Here's another basic outline of using btrfs, but this time using a file filesystem (that can be stored on fat, ext, ntfs ... similar to a save-file). I used Fatdog to check the following commands, Fatdog comes already prepared for btrfs (cat /proc/filesystems indicates btrfs as a supported filesystem, and btrfs-tools are already installed by default).

# Create a 1GB image file (file filesystem)
# I'm using my sdb1 ext3 partition here mounted to /mnt/sdb1

cd /mnt/sdb1
mkdir btrfs
cd btrfs
dd if=/dev/zero of=/mnt/sdb1/btrfs/btrfs.img bs=4096 count=262144

# format it to btrfs
mkfs.btrfs /mnt/sdb1/btrfs/btrfs.img

# Mount it
mkdir -p /mnt/btrfs
mount /mnt/sdb1/btrfs/btrfs.img /mnt/btrfs

# create a btrfs sub volume using
btrfs subvolume create /mnt/btrfs/vol1

# and umount that top level view
umount /mnt/btrfs

# and mount the sub-volume instead
mount -o subvol=vol1 /mnt/sdb1/btrfs/btrfs.img /mnt/btrfs

# .. create a file on that
echo hi >/mnt/btrfs/hello.txt
# ... check it was created
ls /mnt/btrfs/*

# To create a snapshot of that we umount the sub volume, mount the image and ....
umount /mnt/btrfs
mount btrfs.img /mnt/btrfs
btrfs subvolume snapshot /mnt/btrfs/vol1 /mnt/btrfs/vol1-snapshot
umount /mnt/btrfs

# Now you can mount either the original version vol1
mount -o subvol=vol1 /mnt/sdb1/btrfs/btrfs.img /mnt/btrfs
# or its snapshot vol1-snapshot
mount -o subvol=vol1-snapshot /mnt/sdb1/btrfs/btrfs.img /mnt/btrfs

# mount one or the other as above and add/remove files as desired
# you can use a similar approach to create additional snapshots
# fundamentally we're just umount'ing and mount'ing versions as desired

# To remove a snapshot
umount /mnt/btrfs
mount /mnt/sdb1/btrfs/btrfs.img /mnt/btrfs
btrfs subvolume delete vol1-snapshot

# To list available sub-volumes we use the subvolume list command ...
umount /mnt/btrfs
mount /mnt/sdb1/btrfs/btrfs.img /mnt/btrfs
btrfs subvolume list /mnt/btrfs
ID 256 gen 15 top level 5 path vol1
ID 257 gen 13 top level 5 path vol1-snapshot


You could for example create a sub-volume vol1 as above, perhaps load (copy) a entire base puppy filesystem into that, then create a snapshot, perhaps using a name of vol1-basesystem, and then perhaps load a sfs by unsquashing the sfs
unsquashfs -f -d /mnt/btrfs libreoffice.sfs
and perhaps make a snapshot of that with perhaps a name of vol1-libreoffice.
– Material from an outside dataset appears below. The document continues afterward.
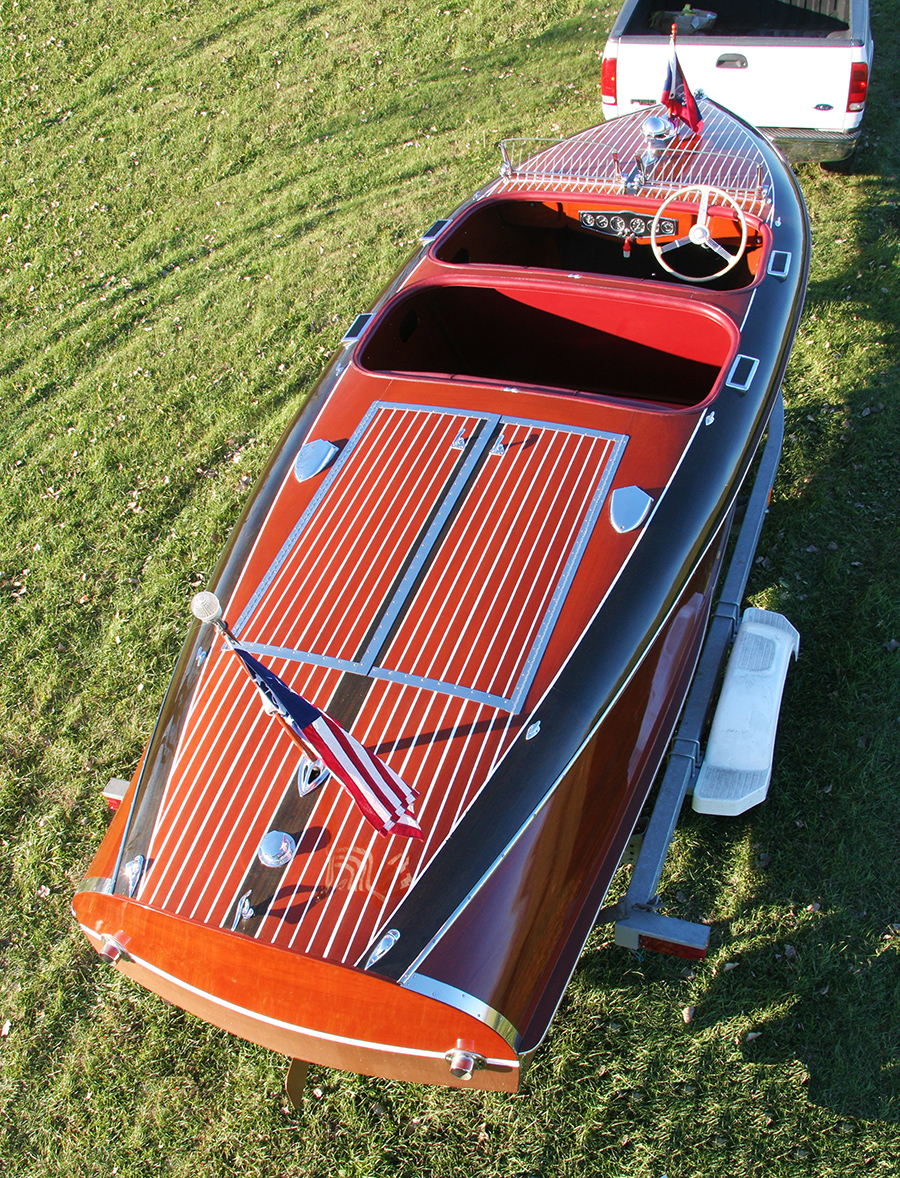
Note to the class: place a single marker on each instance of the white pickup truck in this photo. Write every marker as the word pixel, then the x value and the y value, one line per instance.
pixel 798 70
You'd then have vol1, vol1-basesystem and vol1-libreoffice with libreoffice also installed. Along with the vol1-snapshot we also created earlier. Not needing all of those we might opt to remove the vol1 and vol1-snapshot snapshots to leave just vol1-basesystem and vol1-libreoffice volumes/snapshots.

We might then create a snapshot of the vol1-libreoffice volume/snapshot as vol1-libreoffice-snapshot ... and then mount/use that, and afterwards remove it ... or whatever.

PS Why the apparent odd choice of dd blocksize and count (bs=4096 count=262144) ... well 4096 byte blocks are squashfs minimum but nbd (network block device) maximum and is a nice round number of 4 times 1024 bytes where 1024 byte blocks tends to sit well with ethernet. So somewhat a 'better' choice than any, rather than good a choice as any.